I just knew I had to continue this somehow. That night I dreamed about doing Random Acts of Kindness in her name. When I woke up I loved the idea but couldn't figure out how I would let people know what I was doing or why...
Then when I got to work an e-mail, advertising 250 free business cards, gave me the answer. Since then we have started the website to share her story and bring people together. I have made and given away many, many piece of jewelry and done countless other random acts of kindness. And people all over the world have joined in.
I’ve been fascinated lately with noticing how creativity has been extremely helpful to people in need of emotional healing. This kindness revolution seems like a pretty creative idea. How have you seen creativity at work in aiding your healing?
It's true, I don't like to take credit, I believe she knew what I needed and sent me the outlet. When I first started doing this, it was just therapy to create the cards, buy coffee for a stranger, pay tolls, and give away jewelry I had purchased. I figured it would have more meaning if I actually created the jewelry. So I learned how to make basic earrings and necklaces and found that I loved it. It filled up that free time at home, and gave me something to talk about, to be proud of.

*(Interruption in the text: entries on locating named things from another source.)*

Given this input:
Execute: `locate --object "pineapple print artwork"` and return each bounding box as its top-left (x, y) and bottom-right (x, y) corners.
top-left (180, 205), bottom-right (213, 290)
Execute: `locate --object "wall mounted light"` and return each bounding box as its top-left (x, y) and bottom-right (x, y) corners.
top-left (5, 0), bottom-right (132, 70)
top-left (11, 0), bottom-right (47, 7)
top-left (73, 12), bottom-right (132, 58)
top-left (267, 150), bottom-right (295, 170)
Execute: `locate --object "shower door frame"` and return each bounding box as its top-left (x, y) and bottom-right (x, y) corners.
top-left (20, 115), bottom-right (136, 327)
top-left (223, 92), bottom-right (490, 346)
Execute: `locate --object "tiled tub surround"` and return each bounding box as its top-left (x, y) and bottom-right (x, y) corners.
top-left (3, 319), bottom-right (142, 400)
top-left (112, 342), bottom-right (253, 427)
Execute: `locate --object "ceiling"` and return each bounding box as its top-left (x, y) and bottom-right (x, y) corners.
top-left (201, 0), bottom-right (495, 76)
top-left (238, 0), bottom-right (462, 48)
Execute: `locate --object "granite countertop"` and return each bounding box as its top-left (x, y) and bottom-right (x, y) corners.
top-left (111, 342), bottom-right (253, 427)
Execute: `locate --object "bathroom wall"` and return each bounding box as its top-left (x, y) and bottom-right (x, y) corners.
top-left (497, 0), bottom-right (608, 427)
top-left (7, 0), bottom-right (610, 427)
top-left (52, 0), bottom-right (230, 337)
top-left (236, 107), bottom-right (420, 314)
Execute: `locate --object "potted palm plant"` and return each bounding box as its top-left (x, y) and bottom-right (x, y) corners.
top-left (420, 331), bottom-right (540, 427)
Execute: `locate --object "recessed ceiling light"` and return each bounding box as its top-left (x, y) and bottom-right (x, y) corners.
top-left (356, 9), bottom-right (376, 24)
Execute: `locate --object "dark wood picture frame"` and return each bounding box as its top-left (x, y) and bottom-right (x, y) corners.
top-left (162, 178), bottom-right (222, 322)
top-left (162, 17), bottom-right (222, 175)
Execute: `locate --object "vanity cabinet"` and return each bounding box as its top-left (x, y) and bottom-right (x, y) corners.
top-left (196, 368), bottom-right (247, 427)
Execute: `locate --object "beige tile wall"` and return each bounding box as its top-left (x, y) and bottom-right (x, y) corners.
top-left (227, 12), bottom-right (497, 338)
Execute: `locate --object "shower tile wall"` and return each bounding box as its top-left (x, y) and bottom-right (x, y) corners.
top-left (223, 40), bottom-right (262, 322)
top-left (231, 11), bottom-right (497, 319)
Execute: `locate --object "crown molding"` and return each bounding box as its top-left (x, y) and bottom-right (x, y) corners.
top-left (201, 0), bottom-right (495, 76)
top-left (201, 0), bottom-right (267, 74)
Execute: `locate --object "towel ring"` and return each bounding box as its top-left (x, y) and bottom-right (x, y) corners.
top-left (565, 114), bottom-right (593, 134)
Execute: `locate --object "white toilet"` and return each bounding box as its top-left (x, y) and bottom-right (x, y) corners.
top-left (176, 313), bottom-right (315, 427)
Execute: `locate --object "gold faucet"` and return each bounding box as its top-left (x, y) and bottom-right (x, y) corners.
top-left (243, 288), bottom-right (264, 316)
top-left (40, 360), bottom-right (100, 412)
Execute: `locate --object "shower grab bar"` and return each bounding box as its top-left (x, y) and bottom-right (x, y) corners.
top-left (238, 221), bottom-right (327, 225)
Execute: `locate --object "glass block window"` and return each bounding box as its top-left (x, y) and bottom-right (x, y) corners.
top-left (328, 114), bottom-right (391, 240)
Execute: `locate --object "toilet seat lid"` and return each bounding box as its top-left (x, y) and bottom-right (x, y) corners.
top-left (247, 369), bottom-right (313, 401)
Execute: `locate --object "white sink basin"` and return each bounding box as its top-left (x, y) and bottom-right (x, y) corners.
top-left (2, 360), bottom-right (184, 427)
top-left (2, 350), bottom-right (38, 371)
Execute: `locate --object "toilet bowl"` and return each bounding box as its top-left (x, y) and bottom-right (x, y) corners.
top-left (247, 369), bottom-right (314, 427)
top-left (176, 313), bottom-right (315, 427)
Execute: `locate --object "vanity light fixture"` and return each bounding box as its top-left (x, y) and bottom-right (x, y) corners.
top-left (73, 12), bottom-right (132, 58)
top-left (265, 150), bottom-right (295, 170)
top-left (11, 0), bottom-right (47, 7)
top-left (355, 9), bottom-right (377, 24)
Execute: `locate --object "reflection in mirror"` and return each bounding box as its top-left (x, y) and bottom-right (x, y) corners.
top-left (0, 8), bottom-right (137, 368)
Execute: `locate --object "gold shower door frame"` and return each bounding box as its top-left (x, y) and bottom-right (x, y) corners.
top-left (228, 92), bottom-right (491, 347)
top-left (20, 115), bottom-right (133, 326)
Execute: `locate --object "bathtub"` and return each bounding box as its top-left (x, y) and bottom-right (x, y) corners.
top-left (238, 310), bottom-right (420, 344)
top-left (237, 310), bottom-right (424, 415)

On the same site that lets me create the business cards I noticed they did t-shirts so I created many for myself with her photo and text about kindness. A friend mentioned that there was a site that allowed you to add your designs and sell them for a small profit. So I started the Kindness Store, and I just love adding new designs and sharing them with people.
Mandy always said "I am going to be famous someday Mom" I had no idea at the time that it would be from my sharing her story after she was gone, but I am honored to take on the task.
I truly believe that focusing creativity instead of negativity saved me.
As you reflect on the title of this article “How to Deal with Grief through Kindness,” what suggestions come to mind about how other people might apply what you have learned?
First, what you feel is real, and it is OK. All of us grieve in a different way.
Second, I am so sorry, I wish no one had to experience the loss of a loved one (especially a child).
Third, there is a way to bring good out of the tragedy, I am not sure what that will look like for anyone else. But I do know that if you keep your heart and mind open, it will come to you.
Sadly we all will face grief at some point, so it is very important for us to find places, like your website, where we can learn how to deal with grief and realize that we are not alone.